Create a MoR table by setting hoodie.datasource.write.table.type=MERGE_ON_READ in the write options; all other upsert options (record key, precombine) remain the same as CoW.
Write upsert batches; Hudi appends delta log files (Avro-encoded) alongside the base Parquet files rather than rewriting the base files on every write.
Query the read-optimized view (base files only) for fast reads without applying deltas: spark.read.format('hudi').option('hoodie.datasource.query.type', 'read_optimized').load('/path/to/hudi/events').
Query the real-time view (base + delta logs merged) for up-to-date results: spark.read.format('hudi').option('hoodie.datasource.query.type', 'snapshot').load('/path/to/hudi/events').

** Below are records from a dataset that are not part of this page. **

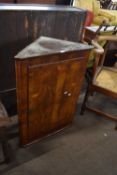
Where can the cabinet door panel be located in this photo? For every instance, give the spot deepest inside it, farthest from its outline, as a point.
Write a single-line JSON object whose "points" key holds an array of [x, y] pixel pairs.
{"points": [[45, 86], [71, 90]]}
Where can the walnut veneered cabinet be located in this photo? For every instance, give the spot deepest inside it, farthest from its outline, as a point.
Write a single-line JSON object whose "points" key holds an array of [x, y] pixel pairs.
{"points": [[49, 75]]}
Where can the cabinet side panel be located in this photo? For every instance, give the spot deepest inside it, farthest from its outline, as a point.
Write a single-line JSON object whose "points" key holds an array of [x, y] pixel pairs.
{"points": [[22, 101]]}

Schedule compaction to merge delta logs into base Parquet files: configure hoodie.compact.inline=true for inline compaction or trigger async compaction via HoodieCompactor.
Known gotchas
The read-optimized view may return stale data if compaction has not run recently and many delta log files have accumulated; always use the snapshot view for correctness-critical queries.
Inline compaction (hoodie.compact.inline=true) blocks the write path until compaction completes, increasing write latency; async compaction avoids this but requires a separate process to manage.
MoR tables have two separate Hive/Glue tables registered (_ro for read-optimized, _rt for real-time) when using the Hive Sync feature; ensure downstream consumers query the correct table suffix.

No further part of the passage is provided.